Entzug

von Boris Pfeiffer

„Aber warum habt ihr vor mir Angst gehabt?“ Ich sehe sie an. Sie ist einen Kopf kleiner als ich und ich hatte keine Angst vor ihr. „Nicht vor dir“, antworte ich. „Wir haben niemanden gesehen, dich nicht, niemand. Wir haben ein Jahr gelebt, ohne jemanden zu treffen.“ „Aber warum?“ Ja, denke ich, warum. Weil ich vor einem Jahr panischer war als heute. Weil ich inzwischen mehr Leute kenne, die mit dem Virus überlebt haben als an ihm gestorben sind. Weil ich jetzt geimpft bin zum ersten mal. „Ich auch“, sagte sie und dann fängt sie plötzlich an zu weinen. „Aber meine Schwiegertochter wollte unbedingt raus. Ist raus.
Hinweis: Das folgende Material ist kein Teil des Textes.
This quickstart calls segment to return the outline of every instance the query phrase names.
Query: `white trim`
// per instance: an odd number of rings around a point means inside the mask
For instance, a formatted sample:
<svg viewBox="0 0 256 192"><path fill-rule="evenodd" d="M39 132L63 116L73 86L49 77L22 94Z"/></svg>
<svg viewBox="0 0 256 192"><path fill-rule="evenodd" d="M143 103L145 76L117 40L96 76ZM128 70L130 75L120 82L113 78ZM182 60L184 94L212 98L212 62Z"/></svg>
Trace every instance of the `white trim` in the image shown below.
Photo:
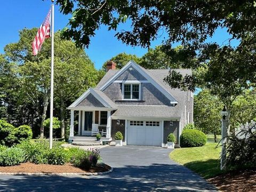
<svg viewBox="0 0 256 192"><path fill-rule="evenodd" d="M112 108L112 107L108 104L105 100L104 100L94 90L93 88L89 88L86 91L85 91L78 99L77 99L75 102L70 105L69 107L67 108L71 108L76 107L77 105L80 103L87 96L91 93L99 101L100 101L105 107Z"/></svg>
<svg viewBox="0 0 256 192"><path fill-rule="evenodd" d="M124 99L124 85L130 85L131 86L131 99ZM132 99L132 85L139 85L139 99ZM122 84L122 100L123 101L140 101L141 95L141 84L140 83L124 83Z"/></svg>
<svg viewBox="0 0 256 192"><path fill-rule="evenodd" d="M78 111L78 135L80 135L80 130L81 129L81 111Z"/></svg>
<svg viewBox="0 0 256 192"><path fill-rule="evenodd" d="M124 125L124 142L127 145L127 124L128 123L128 121L127 119L125 119L125 124Z"/></svg>
<svg viewBox="0 0 256 192"><path fill-rule="evenodd" d="M116 80L113 82L113 83L149 83L147 80L146 81L140 81L140 80Z"/></svg>
<svg viewBox="0 0 256 192"><path fill-rule="evenodd" d="M108 108L99 108L99 107L67 107L67 109L74 110L84 110L86 111L93 111L94 110L102 110L102 111L111 111L113 110L116 110L117 109Z"/></svg>
<svg viewBox="0 0 256 192"><path fill-rule="evenodd" d="M159 121L161 120L164 121L180 121L180 117L141 117L141 116L111 116L112 119L127 119L131 121Z"/></svg>
<svg viewBox="0 0 256 192"><path fill-rule="evenodd" d="M168 92L164 87L157 83L147 73L144 71L134 61L131 60L124 66L121 69L117 71L113 76L107 81L103 85L100 87L100 90L104 90L107 86L112 83L118 76L119 76L123 72L128 69L130 67L133 67L134 69L137 70L142 76L143 76L148 81L151 83L156 88L160 91L164 95L165 95L171 101L178 102L176 99L169 92Z"/></svg>
<svg viewBox="0 0 256 192"><path fill-rule="evenodd" d="M84 135L84 121L85 118L85 111L83 110L82 111L82 135Z"/></svg>
<svg viewBox="0 0 256 192"><path fill-rule="evenodd" d="M164 121L162 121L162 146L164 143Z"/></svg>
<svg viewBox="0 0 256 192"><path fill-rule="evenodd" d="M99 111L99 126L107 126L107 125L108 124L108 123L107 123L107 124L106 125L102 125L100 123L100 114L101 113L102 111ZM107 112L108 112L109 111L107 111ZM107 112L107 122L108 121L108 113Z"/></svg>

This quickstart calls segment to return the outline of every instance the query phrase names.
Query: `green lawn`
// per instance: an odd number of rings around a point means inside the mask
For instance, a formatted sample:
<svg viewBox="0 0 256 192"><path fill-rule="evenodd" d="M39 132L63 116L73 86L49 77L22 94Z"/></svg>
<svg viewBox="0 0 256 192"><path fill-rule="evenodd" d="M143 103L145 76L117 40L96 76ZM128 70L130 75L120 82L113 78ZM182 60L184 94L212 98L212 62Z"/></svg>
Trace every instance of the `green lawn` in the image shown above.
<svg viewBox="0 0 256 192"><path fill-rule="evenodd" d="M203 147L175 149L170 157L203 178L209 179L223 172L220 170L219 159L221 148L215 148L217 145L207 142Z"/></svg>

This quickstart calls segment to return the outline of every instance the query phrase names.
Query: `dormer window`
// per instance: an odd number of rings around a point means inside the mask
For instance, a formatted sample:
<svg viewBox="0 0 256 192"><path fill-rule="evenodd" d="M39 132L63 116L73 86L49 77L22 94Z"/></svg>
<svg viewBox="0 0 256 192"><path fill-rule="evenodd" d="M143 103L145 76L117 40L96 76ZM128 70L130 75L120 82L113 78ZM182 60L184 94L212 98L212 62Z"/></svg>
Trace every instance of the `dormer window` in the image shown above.
<svg viewBox="0 0 256 192"><path fill-rule="evenodd" d="M140 83L123 84L123 99L129 100L140 100Z"/></svg>

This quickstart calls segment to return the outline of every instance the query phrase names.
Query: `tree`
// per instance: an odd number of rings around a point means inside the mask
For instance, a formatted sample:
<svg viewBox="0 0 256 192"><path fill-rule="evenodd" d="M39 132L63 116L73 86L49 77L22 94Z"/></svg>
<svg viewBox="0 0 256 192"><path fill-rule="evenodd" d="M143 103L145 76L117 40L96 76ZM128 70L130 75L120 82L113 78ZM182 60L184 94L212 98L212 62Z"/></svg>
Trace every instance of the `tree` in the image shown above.
<svg viewBox="0 0 256 192"><path fill-rule="evenodd" d="M195 125L205 134L213 133L215 142L221 133L220 111L222 103L219 99L204 90L194 97Z"/></svg>
<svg viewBox="0 0 256 192"><path fill-rule="evenodd" d="M6 45L5 51L7 59L19 67L20 98L37 109L42 137L50 99L51 41L46 39L38 54L34 56L31 42L37 30L23 29L20 31L19 41ZM61 137L63 137L66 108L88 87L95 86L98 77L84 50L71 41L61 39L59 32L55 33L54 40L54 99L60 110Z"/></svg>
<svg viewBox="0 0 256 192"><path fill-rule="evenodd" d="M121 53L113 57L109 60L113 61L116 63L116 69L120 69L124 67L130 60L133 60L138 64L140 65L141 62L141 58L138 57L137 55L125 53ZM107 62L106 61L103 65L102 68L106 70Z"/></svg>

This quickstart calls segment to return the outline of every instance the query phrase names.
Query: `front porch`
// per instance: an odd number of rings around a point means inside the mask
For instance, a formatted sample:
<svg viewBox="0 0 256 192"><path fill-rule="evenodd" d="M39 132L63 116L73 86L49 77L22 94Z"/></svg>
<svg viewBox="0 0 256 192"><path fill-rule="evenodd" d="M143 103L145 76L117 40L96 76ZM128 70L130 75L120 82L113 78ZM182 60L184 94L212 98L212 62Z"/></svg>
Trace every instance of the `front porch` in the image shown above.
<svg viewBox="0 0 256 192"><path fill-rule="evenodd" d="M100 133L101 140L112 140L111 111L104 109L105 110L71 110L69 139L96 140L95 136ZM78 115L78 130L76 132L74 131L75 113L78 113L76 114Z"/></svg>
Hat einen getroffen, der …“ Sie zeigt, wie sich einer was in die Nase zieht. „Und jetzt, zwei Tage habe ich mit meiner Tochter die Wohnung geputzt, gekratzt, so dreckig. Und sie hat die Kinder nicht zur Schule gebracht.“ Wir sprechen darüber, ich erzähle von meiner Jugendfreundin, die in der Drogenhilfe gearbeitet hat. „Ja“, sagt sie am Ende. „Vielleicht retten wir die Kinder. Sie muss selbst zum Entzug.“ Keiner sollte glauben, das Leben und Sterben hörte auf, nur weil Corona gekommen ist.